「甲子園出場ブランク」が生んだ埋められない差

6回裏松山聖陵二死一・三塁から代打勝ち越し2点二塁打の松澤 浩平(2年)

 スコア上は4対2。しかし夏の愛媛大会を初制覇した松山聖陵と、15年間甲子園から遠ざかっている松山商との間には歴然たる差が存在していた。

  6回裏、一死後にこの試合で4打数3安打の3番・尾崎 温大(2年主将・遊撃手・175センチ69キロ・右投右打・全播磨硬式野球団<ヤングリーグ・兵庫>出身)の左前打を合図に4安打1死球を集中させ、最後は同点後の二死一・三塁から「チャンスが回ったらストレートを力を入れて投げてくる相手投手を打つイメージを持って打席に入った」代打・松澤 浩平(2年・右翼手・174センチ74キロ・右投左打・浦添市立仲西中<沖縄>出身)の左中間2点二塁打で逆転勝ちを飾った松山聖陵には、甲子園で北海と激闘を演じた経験値が存分に活かされていた。

 その北海戦で2番二塁手として3打数1安打。新チームからは5番捕手としてタクトを振るう佐々木 魁(2年・171センチ67キロ・右投右打・今治市立日吉中出身)が話す。「序盤は苦しい展開だったが、粘っていこうと話をしていた」。そこをアシストすべく、ベンチからの声も「守備位置もっと後ろ!」となど攻守にわたって具体的な指示が数多く出ていた。これも「甲子園に出る」から「もっと緻密にやらないと甲子園で勝てない」(荷川取 秀明監督)に目線が上がったからこそできることである。

 だからこそ、単純なミスにはうより厳しくなる。8回表二死から松山商4番・名倉 秀峻(2年・一塁手・177センチ67キロ・右投左打・えひめリトルシニア出身)に右越三塁打を浴びた直後から、裏の攻撃に移っても右翼手へ深い守備位置を指示し忘れた内野手に対し烈火のごとく怒り続ける指揮官。そこに対しベンチもいい意味で失敗を慰める雰囲気はなかった。「勝つための集団」松山聖陵は確実にその階段を昇りつつある。
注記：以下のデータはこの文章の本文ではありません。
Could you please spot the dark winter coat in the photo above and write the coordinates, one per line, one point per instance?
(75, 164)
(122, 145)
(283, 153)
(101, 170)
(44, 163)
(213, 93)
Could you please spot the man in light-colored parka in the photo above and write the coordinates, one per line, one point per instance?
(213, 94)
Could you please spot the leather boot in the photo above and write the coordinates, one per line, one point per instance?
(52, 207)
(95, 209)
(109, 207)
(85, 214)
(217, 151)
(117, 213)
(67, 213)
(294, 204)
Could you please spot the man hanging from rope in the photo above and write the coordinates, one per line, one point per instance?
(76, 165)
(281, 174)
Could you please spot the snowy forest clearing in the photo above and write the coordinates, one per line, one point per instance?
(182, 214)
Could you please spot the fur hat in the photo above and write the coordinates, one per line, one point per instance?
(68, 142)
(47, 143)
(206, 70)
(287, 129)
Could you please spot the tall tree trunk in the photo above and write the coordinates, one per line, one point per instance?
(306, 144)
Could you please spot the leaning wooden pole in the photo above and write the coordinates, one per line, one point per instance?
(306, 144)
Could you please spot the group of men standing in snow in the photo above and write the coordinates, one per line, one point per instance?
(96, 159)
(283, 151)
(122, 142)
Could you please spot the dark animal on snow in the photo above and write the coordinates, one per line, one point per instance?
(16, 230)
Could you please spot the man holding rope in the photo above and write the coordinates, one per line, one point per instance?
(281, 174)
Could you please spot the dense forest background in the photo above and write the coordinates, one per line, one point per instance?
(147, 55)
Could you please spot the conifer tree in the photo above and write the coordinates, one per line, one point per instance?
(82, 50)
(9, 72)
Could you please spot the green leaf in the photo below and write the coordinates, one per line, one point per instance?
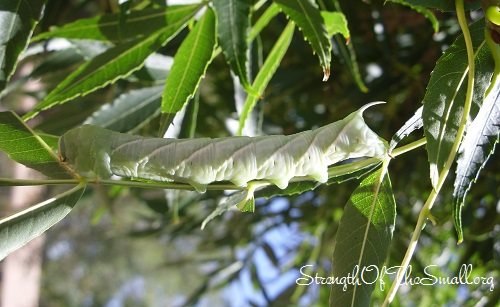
(308, 18)
(20, 228)
(263, 21)
(414, 123)
(190, 64)
(233, 26)
(335, 23)
(424, 11)
(336, 174)
(226, 204)
(344, 48)
(445, 96)
(478, 145)
(266, 72)
(443, 5)
(17, 20)
(113, 64)
(107, 28)
(363, 240)
(129, 111)
(22, 145)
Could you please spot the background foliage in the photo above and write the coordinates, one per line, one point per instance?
(143, 246)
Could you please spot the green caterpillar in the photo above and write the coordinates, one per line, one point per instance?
(99, 153)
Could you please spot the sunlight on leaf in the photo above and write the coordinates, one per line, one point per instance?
(363, 239)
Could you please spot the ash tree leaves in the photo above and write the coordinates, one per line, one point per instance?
(308, 18)
(233, 27)
(18, 18)
(363, 239)
(445, 95)
(136, 34)
(478, 145)
(24, 146)
(113, 64)
(190, 64)
(20, 228)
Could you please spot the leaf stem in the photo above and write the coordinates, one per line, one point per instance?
(28, 182)
(425, 211)
(403, 149)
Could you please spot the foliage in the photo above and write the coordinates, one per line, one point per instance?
(144, 67)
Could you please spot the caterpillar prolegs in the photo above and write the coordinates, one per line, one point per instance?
(99, 153)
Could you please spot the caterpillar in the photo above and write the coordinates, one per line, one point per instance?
(99, 153)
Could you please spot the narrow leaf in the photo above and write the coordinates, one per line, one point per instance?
(335, 23)
(22, 145)
(424, 11)
(308, 18)
(107, 28)
(190, 64)
(129, 111)
(414, 123)
(263, 21)
(445, 96)
(225, 204)
(363, 240)
(442, 5)
(115, 63)
(344, 49)
(20, 228)
(233, 26)
(265, 74)
(478, 145)
(337, 174)
(17, 20)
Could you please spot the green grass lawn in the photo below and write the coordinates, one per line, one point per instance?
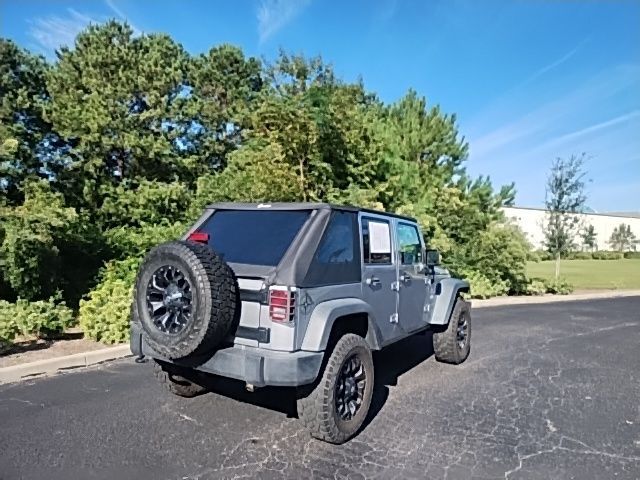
(591, 274)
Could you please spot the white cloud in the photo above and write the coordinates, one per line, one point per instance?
(593, 128)
(54, 31)
(275, 14)
(121, 15)
(547, 68)
(552, 115)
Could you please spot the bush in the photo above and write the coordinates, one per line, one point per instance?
(543, 255)
(559, 286)
(483, 287)
(104, 313)
(42, 319)
(534, 256)
(603, 255)
(500, 253)
(535, 286)
(580, 256)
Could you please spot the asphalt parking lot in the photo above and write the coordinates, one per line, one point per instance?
(549, 391)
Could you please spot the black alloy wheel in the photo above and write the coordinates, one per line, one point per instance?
(169, 299)
(350, 387)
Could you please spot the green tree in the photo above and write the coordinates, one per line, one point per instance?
(564, 201)
(33, 234)
(224, 85)
(119, 101)
(589, 238)
(27, 142)
(623, 239)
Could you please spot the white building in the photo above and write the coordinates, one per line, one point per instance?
(531, 221)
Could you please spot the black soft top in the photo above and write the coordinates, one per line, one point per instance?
(301, 206)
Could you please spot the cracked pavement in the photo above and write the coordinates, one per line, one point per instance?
(549, 391)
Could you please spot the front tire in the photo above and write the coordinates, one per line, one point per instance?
(453, 343)
(337, 406)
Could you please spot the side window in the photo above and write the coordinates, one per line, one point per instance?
(376, 241)
(409, 244)
(337, 258)
(337, 243)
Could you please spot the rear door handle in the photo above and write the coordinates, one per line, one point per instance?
(373, 281)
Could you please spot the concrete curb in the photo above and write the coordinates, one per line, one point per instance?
(54, 365)
(531, 300)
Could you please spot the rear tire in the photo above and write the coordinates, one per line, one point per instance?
(452, 343)
(337, 406)
(172, 379)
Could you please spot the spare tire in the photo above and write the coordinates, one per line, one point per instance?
(185, 299)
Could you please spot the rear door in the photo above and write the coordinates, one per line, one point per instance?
(412, 280)
(379, 273)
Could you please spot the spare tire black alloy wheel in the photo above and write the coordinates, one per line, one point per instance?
(169, 299)
(185, 300)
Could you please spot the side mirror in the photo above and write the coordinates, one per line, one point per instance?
(433, 258)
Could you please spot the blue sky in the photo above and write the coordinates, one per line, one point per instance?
(528, 80)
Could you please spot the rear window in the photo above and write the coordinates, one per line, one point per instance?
(258, 237)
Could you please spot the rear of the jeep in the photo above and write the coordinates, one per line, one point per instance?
(259, 293)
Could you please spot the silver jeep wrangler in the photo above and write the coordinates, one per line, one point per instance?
(295, 294)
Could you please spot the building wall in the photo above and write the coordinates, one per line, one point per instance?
(531, 221)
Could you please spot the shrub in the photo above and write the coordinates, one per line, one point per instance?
(603, 255)
(534, 256)
(500, 253)
(544, 255)
(42, 319)
(559, 286)
(535, 286)
(580, 256)
(483, 287)
(104, 313)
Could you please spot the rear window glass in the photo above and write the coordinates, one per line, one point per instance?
(253, 237)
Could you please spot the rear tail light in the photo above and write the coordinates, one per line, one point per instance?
(198, 237)
(282, 304)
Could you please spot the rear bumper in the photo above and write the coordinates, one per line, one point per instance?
(257, 366)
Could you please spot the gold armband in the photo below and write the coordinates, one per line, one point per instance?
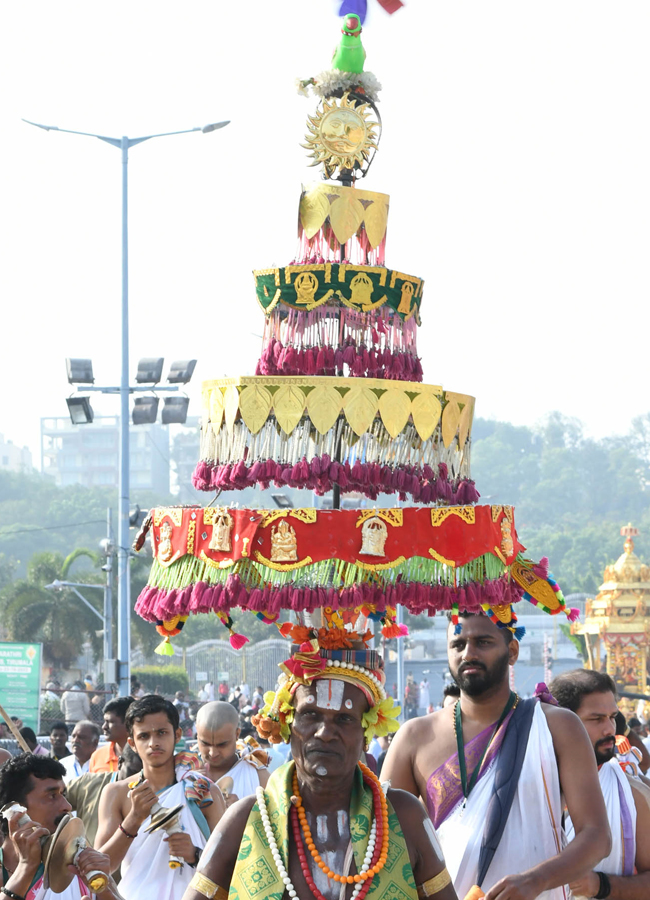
(435, 884)
(207, 887)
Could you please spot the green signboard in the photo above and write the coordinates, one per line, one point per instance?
(20, 681)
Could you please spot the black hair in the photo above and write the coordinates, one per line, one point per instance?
(16, 779)
(570, 688)
(147, 706)
(119, 706)
(28, 733)
(507, 634)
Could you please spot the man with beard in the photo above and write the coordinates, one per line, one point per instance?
(36, 783)
(323, 827)
(491, 770)
(592, 696)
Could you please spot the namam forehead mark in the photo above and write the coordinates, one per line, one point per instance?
(307, 697)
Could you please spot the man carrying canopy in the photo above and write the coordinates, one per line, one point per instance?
(324, 827)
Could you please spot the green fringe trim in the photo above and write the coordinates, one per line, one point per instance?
(329, 573)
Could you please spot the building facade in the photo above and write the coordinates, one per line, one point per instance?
(14, 458)
(89, 454)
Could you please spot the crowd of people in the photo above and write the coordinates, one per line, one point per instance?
(490, 794)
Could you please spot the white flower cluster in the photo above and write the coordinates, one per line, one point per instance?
(325, 84)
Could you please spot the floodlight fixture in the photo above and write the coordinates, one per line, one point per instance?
(175, 410)
(81, 412)
(181, 371)
(145, 410)
(149, 370)
(282, 501)
(80, 371)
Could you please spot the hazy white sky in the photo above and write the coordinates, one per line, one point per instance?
(515, 150)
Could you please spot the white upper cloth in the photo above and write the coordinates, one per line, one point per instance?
(75, 890)
(245, 778)
(73, 768)
(533, 832)
(145, 868)
(616, 790)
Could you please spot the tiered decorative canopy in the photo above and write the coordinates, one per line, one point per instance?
(338, 404)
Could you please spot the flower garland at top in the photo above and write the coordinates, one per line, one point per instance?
(322, 654)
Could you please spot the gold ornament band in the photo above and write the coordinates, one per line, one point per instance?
(207, 887)
(434, 885)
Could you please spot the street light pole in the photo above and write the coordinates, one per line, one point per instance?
(123, 550)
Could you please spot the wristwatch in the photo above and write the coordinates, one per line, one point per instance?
(605, 887)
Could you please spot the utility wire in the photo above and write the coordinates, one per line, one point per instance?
(50, 527)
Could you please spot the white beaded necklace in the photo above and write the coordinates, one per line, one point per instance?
(277, 857)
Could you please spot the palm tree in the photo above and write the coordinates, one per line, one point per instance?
(58, 619)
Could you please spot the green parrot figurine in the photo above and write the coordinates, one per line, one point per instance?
(350, 56)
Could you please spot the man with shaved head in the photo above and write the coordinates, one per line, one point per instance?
(217, 730)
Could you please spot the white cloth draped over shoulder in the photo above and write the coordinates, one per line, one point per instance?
(533, 832)
(621, 814)
(145, 868)
(74, 891)
(245, 778)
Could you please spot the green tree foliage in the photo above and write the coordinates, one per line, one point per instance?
(571, 493)
(59, 619)
(166, 679)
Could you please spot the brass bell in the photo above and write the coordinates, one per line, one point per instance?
(61, 850)
(169, 820)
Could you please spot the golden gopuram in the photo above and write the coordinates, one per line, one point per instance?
(619, 619)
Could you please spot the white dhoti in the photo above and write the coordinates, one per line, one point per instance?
(145, 869)
(533, 832)
(621, 815)
(74, 891)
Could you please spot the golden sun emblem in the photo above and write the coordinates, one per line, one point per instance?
(341, 135)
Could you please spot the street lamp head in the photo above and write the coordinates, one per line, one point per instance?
(44, 127)
(181, 371)
(80, 410)
(214, 126)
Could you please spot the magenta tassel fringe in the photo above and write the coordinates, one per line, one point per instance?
(320, 474)
(156, 603)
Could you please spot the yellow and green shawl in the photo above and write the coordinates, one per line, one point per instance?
(255, 875)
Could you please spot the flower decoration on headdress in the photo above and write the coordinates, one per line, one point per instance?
(381, 719)
(338, 653)
(274, 720)
(237, 641)
(168, 629)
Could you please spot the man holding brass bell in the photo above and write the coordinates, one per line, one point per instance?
(44, 852)
(155, 827)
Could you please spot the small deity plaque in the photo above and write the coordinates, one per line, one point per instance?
(284, 544)
(165, 549)
(221, 532)
(374, 533)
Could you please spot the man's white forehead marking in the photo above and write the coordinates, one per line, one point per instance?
(329, 693)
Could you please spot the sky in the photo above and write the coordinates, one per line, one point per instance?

代打で安打後、8番中堅手に入った松山商・山本 典輝(1年)

 振り返って3安打で敗れ、9年ぶりに秋の県大会出場を逃した松山商。大倉 孝一・侍ジャパン女子日本代表監督を招き定期的に鍛えてきたはずのメンタルトレーニングを本来出し切るべき、6回裏以降は攻撃は淡白。ベンチからは元気も指示の声も消えうせた。

 さらにこれも旧チームから取り組んできたはずのラインパッティングも、その狙いが見られたのは山本 典輝(1年・中堅手・右投右打・174センチ72キロ・吹田リトルシニア<大阪>出身)の代打安打を契機に二死二・三塁から3番・山本 寛大(2年主将・投手・172センチ67キロ・右投右打・伊予市立伊予中出身)が中越先制二塁打を放った5回表のみ。

 そして結果云々の前に迷いが消えることはない選手たちの表情。試合に対するプランニングの幅がないゆえに、自分たちにとって進めたい以外のことが起こると全く自分たちの力が出せない。これらの光景は厳しく言えば、この数大会、松山商が敗れるときの恒例行事である。

 こうなると、松山商野球部にもはや二者択一の選択肢しかない。1つはたとえ全く勝てなくても礼節を重んじ古きよき高校野球の伝統を守り続ける「伝統校」。もう1つは今までの伝統をすべて廃し、ただ試合の勝利に向かって突き進む「強豪校」を目指し創生するか。である。

 選択次第ではオールドファンにとっては非常に辛い決断になるかもしれない。しかし継続性が全くなく、衆人環視が解けると緊張感にも欠け、結果にもつながらないこの1〜2年の松山商野球部を見れば、もう大人たちは決断しなくてはいけない。

 これ以上結論を引き延ばすのは指導者、愛媛県のみならず全国の高校野球ファン、そしてなによりもプレーする選手たちにとっては百害あって一つの利も生じない。松山商には松山聖陵との「甲子園出場ブランク」が生んだ埋められない差を痛感したこの試合を、ぜひ、必ず転換点としてほしい。